Or apply ``remap_to_unit`` manually:

.. code-block:: python

   raw      = a.similarity(b)          # in [-1, 1]
   remapped = remap_to_unit(raw)        # in [0, 1]

Nearest-neighbour lookup
-------------------------

Find the closest match to a query in a small codebook:

.. code-block:: python

   codebook = {name: enc.generate() for name in ['red','green','blue','yellow']}
   query    = codebook['red'].bundle(enc.generate())   # noisy version of red

   best = max(codebook, key=lambda k: query.similarity(codebook[k]))
   print(best)   # red

For large codebooks (thousands of items), keep the codebook as one ``(D, N)``
batch and compare in a single vectorized call:

.. code-block:: python

   import numpy as np

   enc      = pyhdc.MAP_C(dimension=10_000)
   codebook = enc.generate(size=(10_000, 5_000))   # (D, N): 5000 items as columns
   query    = enc.generate()                        # (D,)
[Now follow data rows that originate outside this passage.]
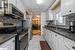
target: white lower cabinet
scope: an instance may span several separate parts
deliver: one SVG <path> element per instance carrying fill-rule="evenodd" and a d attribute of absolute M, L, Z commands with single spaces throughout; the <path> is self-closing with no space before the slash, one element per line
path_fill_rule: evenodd
<path fill-rule="evenodd" d="M 0 50 L 15 50 L 15 37 L 0 45 Z"/>
<path fill-rule="evenodd" d="M 45 39 L 51 50 L 63 50 L 63 36 L 46 29 Z"/>
<path fill-rule="evenodd" d="M 64 37 L 64 50 L 75 50 L 75 42 Z"/>

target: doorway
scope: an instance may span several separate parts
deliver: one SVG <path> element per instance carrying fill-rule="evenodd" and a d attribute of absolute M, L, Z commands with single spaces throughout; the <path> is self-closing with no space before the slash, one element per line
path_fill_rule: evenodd
<path fill-rule="evenodd" d="M 32 18 L 32 35 L 41 35 L 41 18 Z"/>

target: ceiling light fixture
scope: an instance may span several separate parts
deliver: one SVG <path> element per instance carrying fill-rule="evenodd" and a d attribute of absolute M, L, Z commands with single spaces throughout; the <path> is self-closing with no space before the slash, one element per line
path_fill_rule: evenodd
<path fill-rule="evenodd" d="M 41 4 L 41 3 L 43 3 L 43 0 L 36 0 L 36 3 Z"/>

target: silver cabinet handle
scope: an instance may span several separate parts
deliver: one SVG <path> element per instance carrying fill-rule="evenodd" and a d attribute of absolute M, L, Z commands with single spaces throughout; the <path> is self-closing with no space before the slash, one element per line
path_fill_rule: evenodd
<path fill-rule="evenodd" d="M 57 35 L 55 35 L 55 36 L 57 36 Z"/>
<path fill-rule="evenodd" d="M 75 49 L 75 46 L 72 46 L 73 49 Z"/>
<path fill-rule="evenodd" d="M 15 42 L 15 40 L 13 40 L 13 42 Z"/>

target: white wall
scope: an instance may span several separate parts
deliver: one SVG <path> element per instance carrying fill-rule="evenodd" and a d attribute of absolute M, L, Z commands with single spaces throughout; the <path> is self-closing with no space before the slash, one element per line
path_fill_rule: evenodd
<path fill-rule="evenodd" d="M 46 12 L 41 13 L 41 35 L 43 35 L 44 25 L 46 25 Z"/>

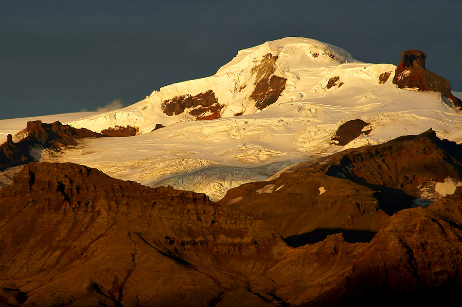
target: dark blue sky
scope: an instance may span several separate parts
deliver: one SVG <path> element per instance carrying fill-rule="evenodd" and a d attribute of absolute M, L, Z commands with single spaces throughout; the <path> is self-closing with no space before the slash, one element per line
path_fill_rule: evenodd
<path fill-rule="evenodd" d="M 462 91 L 461 14 L 447 0 L 0 0 L 0 119 L 131 104 L 287 36 L 374 63 L 421 50 Z"/>

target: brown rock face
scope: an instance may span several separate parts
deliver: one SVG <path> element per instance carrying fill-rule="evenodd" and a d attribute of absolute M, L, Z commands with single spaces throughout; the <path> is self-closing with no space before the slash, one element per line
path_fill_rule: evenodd
<path fill-rule="evenodd" d="M 460 299 L 462 188 L 410 207 L 422 184 L 461 178 L 460 149 L 429 130 L 297 164 L 218 204 L 72 163 L 30 163 L 0 189 L 0 304 Z"/>
<path fill-rule="evenodd" d="M 113 136 L 116 137 L 124 137 L 125 136 L 134 136 L 138 133 L 140 129 L 137 127 L 133 127 L 127 125 L 124 127 L 121 126 L 116 126 L 115 128 L 109 127 L 107 129 L 101 130 L 101 134 L 104 136 Z"/>
<path fill-rule="evenodd" d="M 186 109 L 198 120 L 219 118 L 224 106 L 218 103 L 215 93 L 212 90 L 195 96 L 189 94 L 177 96 L 162 103 L 162 111 L 168 115 L 178 115 Z"/>
<path fill-rule="evenodd" d="M 425 68 L 424 52 L 411 49 L 401 54 L 399 65 L 395 70 L 393 83 L 400 88 L 417 88 L 420 91 L 440 92 L 458 106 L 462 101 L 451 92 L 449 81 Z"/>
<path fill-rule="evenodd" d="M 391 75 L 391 71 L 386 71 L 382 73 L 378 77 L 378 84 L 383 84 L 388 81 L 388 79 Z"/>
<path fill-rule="evenodd" d="M 18 134 L 26 136 L 15 143 L 9 134 L 6 142 L 0 145 L 0 171 L 35 161 L 29 153 L 32 147 L 57 150 L 63 146 L 77 145 L 77 140 L 103 136 L 85 128 L 76 129 L 63 125 L 58 121 L 45 124 L 39 120 L 28 122 L 26 129 Z"/>
<path fill-rule="evenodd" d="M 285 88 L 287 79 L 274 75 L 278 56 L 268 53 L 254 66 L 251 73 L 255 76 L 255 88 L 249 98 L 255 101 L 259 110 L 265 109 L 276 102 Z"/>
<path fill-rule="evenodd" d="M 361 134 L 370 133 L 372 129 L 363 131 L 364 127 L 370 125 L 361 119 L 349 120 L 338 127 L 332 140 L 336 145 L 344 146 Z"/>
<path fill-rule="evenodd" d="M 165 126 L 164 126 L 162 124 L 156 124 L 156 127 L 154 127 L 154 129 L 151 130 L 151 132 L 155 131 L 157 130 L 158 129 L 160 129 L 160 128 L 165 128 Z"/>

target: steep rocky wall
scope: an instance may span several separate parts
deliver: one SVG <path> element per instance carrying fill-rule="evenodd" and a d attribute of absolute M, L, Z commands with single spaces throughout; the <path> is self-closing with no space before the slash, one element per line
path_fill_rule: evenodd
<path fill-rule="evenodd" d="M 420 91 L 440 92 L 456 105 L 462 106 L 462 101 L 452 95 L 449 81 L 425 68 L 426 55 L 417 50 L 404 51 L 395 71 L 393 83 L 400 88 L 416 88 Z"/>

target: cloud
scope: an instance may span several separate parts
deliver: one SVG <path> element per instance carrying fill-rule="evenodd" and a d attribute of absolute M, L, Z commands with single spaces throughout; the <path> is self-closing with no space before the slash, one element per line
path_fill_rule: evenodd
<path fill-rule="evenodd" d="M 96 109 L 97 112 L 108 112 L 114 110 L 117 110 L 125 106 L 125 102 L 122 98 L 116 98 L 112 101 L 109 101 L 107 104 L 104 107 L 99 107 Z"/>
<path fill-rule="evenodd" d="M 104 112 L 108 112 L 114 110 L 120 109 L 125 106 L 125 101 L 122 98 L 116 98 L 115 99 L 109 101 L 107 104 L 104 107 L 98 107 L 96 110 L 96 112 L 103 113 Z M 91 112 L 86 108 L 82 108 L 80 109 L 79 112 Z"/>

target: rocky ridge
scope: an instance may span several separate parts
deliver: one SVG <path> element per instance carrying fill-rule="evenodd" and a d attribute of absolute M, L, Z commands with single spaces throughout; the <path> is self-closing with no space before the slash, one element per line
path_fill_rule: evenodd
<path fill-rule="evenodd" d="M 0 145 L 0 171 L 37 160 L 32 153 L 34 148 L 58 150 L 65 146 L 75 145 L 77 140 L 101 137 L 101 134 L 85 128 L 76 129 L 59 121 L 46 124 L 41 121 L 28 122 L 26 128 L 19 131 L 13 140 L 9 134 L 6 142 Z"/>
<path fill-rule="evenodd" d="M 297 164 L 218 203 L 33 162 L 0 189 L 0 299 L 323 306 L 459 298 L 462 190 L 443 196 L 436 185 L 461 179 L 460 149 L 429 130 Z M 415 207 L 421 199 L 427 207 Z"/>
<path fill-rule="evenodd" d="M 403 51 L 393 83 L 400 88 L 440 92 L 456 105 L 462 107 L 462 101 L 452 95 L 449 81 L 425 68 L 426 57 L 425 53 L 418 50 Z"/>

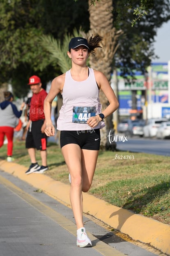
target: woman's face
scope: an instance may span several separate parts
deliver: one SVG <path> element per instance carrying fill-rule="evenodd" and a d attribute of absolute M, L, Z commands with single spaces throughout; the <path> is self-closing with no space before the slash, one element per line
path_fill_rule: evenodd
<path fill-rule="evenodd" d="M 71 49 L 70 52 L 68 51 L 67 54 L 73 62 L 80 65 L 86 63 L 87 59 L 89 56 L 87 48 L 83 45 Z"/>

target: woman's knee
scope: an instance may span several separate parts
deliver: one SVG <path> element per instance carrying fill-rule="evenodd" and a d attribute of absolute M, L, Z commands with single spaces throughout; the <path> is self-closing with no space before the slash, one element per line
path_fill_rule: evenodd
<path fill-rule="evenodd" d="M 89 191 L 90 188 L 91 184 L 89 183 L 83 184 L 82 191 L 83 192 L 87 192 Z"/>

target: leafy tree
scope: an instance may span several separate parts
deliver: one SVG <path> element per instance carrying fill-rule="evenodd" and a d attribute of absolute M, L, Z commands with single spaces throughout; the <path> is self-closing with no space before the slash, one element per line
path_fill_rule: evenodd
<path fill-rule="evenodd" d="M 1 0 L 0 86 L 10 81 L 15 94 L 23 96 L 29 88 L 24 86 L 32 74 L 40 77 L 45 86 L 61 74 L 39 39 L 45 34 L 62 40 L 66 32 L 72 32 L 80 22 L 88 30 L 87 6 L 87 0 L 78 5 L 66 0 Z"/>

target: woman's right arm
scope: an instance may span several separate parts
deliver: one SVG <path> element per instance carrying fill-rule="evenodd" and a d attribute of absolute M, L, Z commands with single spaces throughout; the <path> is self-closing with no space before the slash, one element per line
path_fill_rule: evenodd
<path fill-rule="evenodd" d="M 51 83 L 49 93 L 45 98 L 44 104 L 44 111 L 46 122 L 46 128 L 44 132 L 48 136 L 54 136 L 55 128 L 51 120 L 51 106 L 55 97 L 62 91 L 65 80 L 65 74 L 54 78 Z"/>

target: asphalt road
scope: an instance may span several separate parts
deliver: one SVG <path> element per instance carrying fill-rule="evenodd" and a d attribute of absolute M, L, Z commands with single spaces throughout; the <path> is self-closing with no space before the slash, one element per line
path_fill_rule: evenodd
<path fill-rule="evenodd" d="M 146 139 L 135 136 L 131 138 L 120 134 L 114 137 L 117 140 L 117 149 L 119 150 L 170 156 L 170 140 Z M 112 141 L 113 140 L 113 138 Z"/>
<path fill-rule="evenodd" d="M 62 191 L 61 191 L 62 193 Z M 76 246 L 71 209 L 23 181 L 0 170 L 1 256 L 155 256 L 86 217 L 93 247 Z M 101 242 L 102 241 L 102 242 Z M 161 255 L 163 255 L 162 254 Z"/>

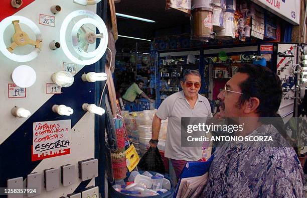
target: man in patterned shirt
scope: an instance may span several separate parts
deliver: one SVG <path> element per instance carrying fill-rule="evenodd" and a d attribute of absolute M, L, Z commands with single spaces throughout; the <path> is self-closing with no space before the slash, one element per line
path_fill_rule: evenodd
<path fill-rule="evenodd" d="M 262 66 L 245 65 L 226 83 L 218 96 L 219 116 L 249 119 L 243 136 L 279 141 L 269 145 L 228 142 L 218 147 L 202 197 L 303 197 L 302 170 L 294 149 L 272 125 L 258 118 L 274 117 L 281 95 L 278 77 Z"/>

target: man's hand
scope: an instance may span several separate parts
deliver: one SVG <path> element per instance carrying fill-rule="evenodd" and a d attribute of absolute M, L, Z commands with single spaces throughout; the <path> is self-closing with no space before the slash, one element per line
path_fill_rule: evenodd
<path fill-rule="evenodd" d="M 157 147 L 157 144 L 155 144 L 155 143 L 152 143 L 149 142 L 149 144 L 150 145 L 150 147 L 152 147 L 152 148 Z"/>

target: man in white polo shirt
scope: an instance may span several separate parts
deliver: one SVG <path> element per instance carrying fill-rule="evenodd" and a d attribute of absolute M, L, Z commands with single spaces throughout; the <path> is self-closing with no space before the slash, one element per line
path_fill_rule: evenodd
<path fill-rule="evenodd" d="M 212 117 L 208 100 L 198 93 L 201 76 L 196 70 L 190 70 L 181 82 L 183 90 L 167 97 L 161 104 L 152 121 L 152 135 L 149 144 L 158 144 L 161 120 L 169 118 L 165 156 L 170 158 L 179 177 L 187 161 L 202 157 L 201 148 L 181 147 L 182 117 Z"/>

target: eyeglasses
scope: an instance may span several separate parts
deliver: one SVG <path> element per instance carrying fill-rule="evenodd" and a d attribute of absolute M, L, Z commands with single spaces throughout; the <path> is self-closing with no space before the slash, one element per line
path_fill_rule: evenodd
<path fill-rule="evenodd" d="M 223 90 L 223 96 L 225 97 L 225 95 L 226 95 L 226 93 L 227 92 L 227 91 L 229 91 L 229 92 L 232 92 L 233 93 L 239 93 L 239 94 L 241 94 L 242 95 L 243 95 L 243 93 L 240 92 L 237 92 L 237 91 L 232 91 L 231 90 L 228 90 L 227 88 L 227 86 L 225 85 L 225 87 L 224 88 L 224 89 Z"/>
<path fill-rule="evenodd" d="M 200 85 L 201 85 L 201 84 L 198 82 L 193 83 L 193 82 L 186 82 L 185 83 L 186 83 L 186 85 L 187 86 L 187 87 L 189 88 L 192 87 L 192 86 L 193 85 L 193 84 L 194 84 L 194 87 L 195 87 L 195 88 L 199 88 L 199 87 L 200 87 Z"/>

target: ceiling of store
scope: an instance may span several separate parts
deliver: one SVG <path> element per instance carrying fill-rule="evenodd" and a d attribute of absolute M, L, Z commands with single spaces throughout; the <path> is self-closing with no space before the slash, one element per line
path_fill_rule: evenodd
<path fill-rule="evenodd" d="M 162 35 L 172 32 L 180 34 L 186 31 L 185 27 L 190 24 L 189 17 L 175 9 L 166 10 L 165 7 L 166 0 L 121 0 L 115 4 L 116 13 L 150 19 L 156 23 L 117 17 L 118 34 L 152 40 Z M 134 49 L 136 42 L 138 51 L 149 51 L 149 42 L 123 38 L 116 41 L 116 49 Z"/>

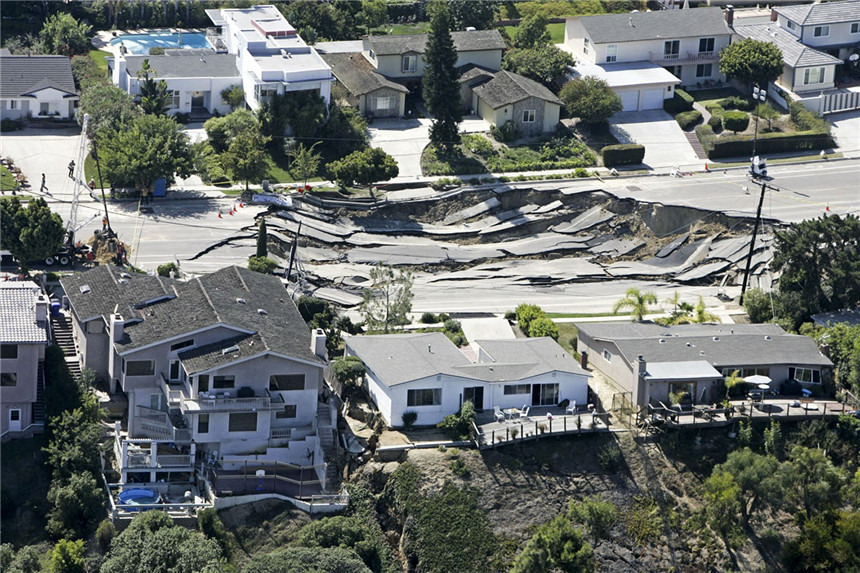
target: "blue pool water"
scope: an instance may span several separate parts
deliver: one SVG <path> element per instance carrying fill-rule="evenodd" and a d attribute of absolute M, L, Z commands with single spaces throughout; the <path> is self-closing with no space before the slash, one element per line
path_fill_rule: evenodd
<path fill-rule="evenodd" d="M 125 34 L 110 41 L 112 46 L 122 44 L 129 54 L 135 56 L 146 56 L 150 48 L 211 48 L 206 41 L 206 34 L 202 32 L 183 32 L 179 34 L 170 32 L 153 34 Z"/>

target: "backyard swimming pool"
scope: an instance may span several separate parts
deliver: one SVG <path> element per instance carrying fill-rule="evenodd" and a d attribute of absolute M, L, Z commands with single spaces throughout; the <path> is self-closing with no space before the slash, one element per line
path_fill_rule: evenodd
<path fill-rule="evenodd" d="M 146 56 L 150 48 L 211 48 L 202 32 L 154 32 L 151 34 L 125 34 L 110 41 L 112 46 L 122 45 L 129 54 Z"/>

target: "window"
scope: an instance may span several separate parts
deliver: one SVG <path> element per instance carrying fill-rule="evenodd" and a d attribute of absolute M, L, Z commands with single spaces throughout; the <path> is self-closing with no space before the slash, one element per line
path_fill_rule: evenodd
<path fill-rule="evenodd" d="M 714 64 L 698 64 L 696 66 L 697 78 L 709 78 L 714 73 Z"/>
<path fill-rule="evenodd" d="M 614 62 L 618 59 L 618 44 L 609 44 L 606 46 L 606 61 Z"/>
<path fill-rule="evenodd" d="M 803 70 L 803 83 L 806 85 L 824 83 L 824 68 L 806 68 Z"/>
<path fill-rule="evenodd" d="M 272 392 L 304 389 L 304 374 L 273 374 L 272 376 L 269 376 L 269 390 Z"/>
<path fill-rule="evenodd" d="M 442 404 L 441 388 L 424 388 L 406 392 L 407 406 L 440 406 Z"/>
<path fill-rule="evenodd" d="M 295 418 L 296 417 L 296 405 L 295 404 L 287 404 L 284 406 L 284 409 L 280 412 L 275 412 L 275 418 Z"/>
<path fill-rule="evenodd" d="M 194 346 L 194 339 L 183 340 L 182 342 L 177 342 L 176 344 L 170 345 L 170 351 L 176 352 L 177 350 L 181 350 L 183 348 L 188 348 L 189 346 Z"/>
<path fill-rule="evenodd" d="M 821 384 L 821 370 L 814 368 L 789 368 L 789 380 L 797 380 L 806 384 Z"/>
<path fill-rule="evenodd" d="M 531 390 L 529 384 L 505 384 L 505 396 L 510 396 L 511 394 L 528 394 Z"/>
<path fill-rule="evenodd" d="M 125 363 L 126 376 L 152 376 L 155 374 L 154 360 L 129 360 Z"/>
<path fill-rule="evenodd" d="M 376 110 L 387 110 L 391 109 L 391 100 L 394 98 L 390 97 L 378 97 L 376 98 L 376 105 L 374 109 Z"/>
<path fill-rule="evenodd" d="M 230 423 L 227 430 L 230 432 L 255 432 L 257 430 L 257 413 L 242 412 L 241 414 L 230 414 Z"/>
<path fill-rule="evenodd" d="M 213 376 L 212 377 L 212 389 L 224 389 L 224 388 L 233 388 L 236 386 L 236 377 L 235 376 Z"/>

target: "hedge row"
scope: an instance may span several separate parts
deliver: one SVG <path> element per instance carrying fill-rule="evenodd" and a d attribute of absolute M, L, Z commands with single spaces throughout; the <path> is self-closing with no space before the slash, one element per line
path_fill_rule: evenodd
<path fill-rule="evenodd" d="M 624 145 L 607 145 L 601 150 L 603 165 L 638 165 L 645 158 L 645 146 L 635 143 Z"/>

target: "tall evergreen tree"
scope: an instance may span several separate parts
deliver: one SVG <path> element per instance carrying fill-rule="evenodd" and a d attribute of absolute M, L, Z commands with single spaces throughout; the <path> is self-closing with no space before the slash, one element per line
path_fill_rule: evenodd
<path fill-rule="evenodd" d="M 460 84 L 457 77 L 457 50 L 451 39 L 451 14 L 444 2 L 431 5 L 430 34 L 424 61 L 424 103 L 433 114 L 430 142 L 445 149 L 460 143 L 457 124 L 463 120 Z"/>

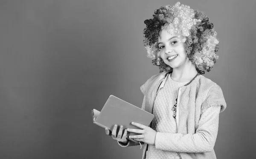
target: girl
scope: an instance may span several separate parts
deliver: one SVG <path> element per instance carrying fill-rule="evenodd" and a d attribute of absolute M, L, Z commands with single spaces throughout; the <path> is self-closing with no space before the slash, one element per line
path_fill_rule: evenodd
<path fill-rule="evenodd" d="M 201 12 L 177 2 L 161 7 L 144 21 L 148 56 L 160 73 L 140 89 L 142 109 L 155 117 L 150 127 L 132 123 L 139 129 L 121 126 L 112 131 L 122 147 L 138 145 L 128 136 L 145 144 L 143 159 L 216 159 L 213 150 L 219 114 L 226 107 L 221 87 L 203 75 L 218 56 L 217 33 Z M 108 129 L 107 134 L 109 134 Z"/>

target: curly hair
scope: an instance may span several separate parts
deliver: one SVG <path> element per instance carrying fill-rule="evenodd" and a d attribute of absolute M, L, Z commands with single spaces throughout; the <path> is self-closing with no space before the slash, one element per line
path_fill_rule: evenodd
<path fill-rule="evenodd" d="M 147 56 L 158 66 L 160 72 L 172 71 L 161 58 L 157 45 L 159 32 L 166 29 L 169 33 L 181 35 L 188 58 L 197 72 L 204 74 L 205 70 L 210 71 L 218 58 L 215 53 L 219 48 L 217 32 L 205 14 L 180 4 L 177 2 L 173 6 L 160 7 L 155 10 L 152 18 L 144 21 L 146 26 L 143 32 L 143 42 Z"/>

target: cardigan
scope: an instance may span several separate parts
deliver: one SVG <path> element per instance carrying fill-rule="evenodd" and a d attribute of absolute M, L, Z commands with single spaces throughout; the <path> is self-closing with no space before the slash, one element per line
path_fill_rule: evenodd
<path fill-rule="evenodd" d="M 164 86 L 169 73 L 164 72 L 153 75 L 140 87 L 144 95 L 142 109 L 152 113 L 157 90 Z M 198 74 L 179 89 L 176 116 L 177 133 L 157 132 L 156 147 L 178 152 L 182 159 L 216 159 L 213 147 L 218 133 L 218 114 L 226 107 L 221 87 Z M 219 112 L 216 113 L 212 110 L 207 111 L 212 107 L 218 107 Z M 212 114 L 208 114 L 209 112 Z M 122 147 L 138 144 L 130 141 L 126 145 L 118 142 Z M 145 157 L 147 148 L 146 144 L 143 159 Z"/>

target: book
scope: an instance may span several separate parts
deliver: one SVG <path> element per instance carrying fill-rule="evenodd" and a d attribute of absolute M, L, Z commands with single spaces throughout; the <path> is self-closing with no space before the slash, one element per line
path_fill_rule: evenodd
<path fill-rule="evenodd" d="M 108 128 L 110 132 L 111 132 L 115 124 L 118 125 L 118 128 L 122 125 L 123 134 L 124 130 L 128 128 L 140 129 L 132 125 L 131 122 L 149 126 L 154 117 L 154 115 L 151 113 L 113 95 L 109 96 L 100 112 L 93 109 L 92 110 L 92 115 L 94 124 L 103 128 Z M 119 131 L 119 129 L 118 129 L 116 133 Z M 138 134 L 127 131 L 126 136 L 136 135 Z M 127 139 L 137 142 L 132 139 Z"/>

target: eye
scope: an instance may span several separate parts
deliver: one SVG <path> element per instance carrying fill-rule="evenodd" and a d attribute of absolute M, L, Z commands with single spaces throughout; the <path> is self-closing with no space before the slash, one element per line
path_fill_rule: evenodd
<path fill-rule="evenodd" d="M 176 43 L 177 42 L 178 42 L 177 41 L 172 41 L 172 44 L 175 44 L 175 43 Z"/>
<path fill-rule="evenodd" d="M 164 47 L 164 46 L 161 46 L 159 47 L 159 49 L 162 49 Z"/>

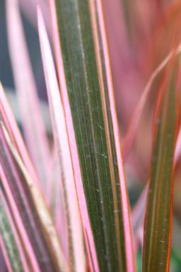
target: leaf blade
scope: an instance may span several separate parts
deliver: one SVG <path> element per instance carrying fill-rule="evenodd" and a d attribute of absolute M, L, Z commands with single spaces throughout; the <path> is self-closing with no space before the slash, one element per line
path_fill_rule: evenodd
<path fill-rule="evenodd" d="M 155 125 L 144 225 L 143 271 L 169 271 L 174 152 L 177 128 L 175 67 L 164 85 Z M 171 77 L 170 77 L 171 76 Z M 167 89 L 166 89 L 167 88 Z"/>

   sims     = enc.similarity(query, codebook)        # shape (5000,) broadcast
   best_idx = int(np.argmax(sims))
   print(best_idx)

   # Or stack the query as column 0 and use convention 3:
   stacked  = pyhdc.stack([query, codebook])          # (D, 5001)
   sims     = enc.similarity(stacked)                 # shape (5000,)

   # Pull specific candidates back out of the batch with select:
   top3     = codebook.select(np.argsort(sims)[-3:])  # (D, 3)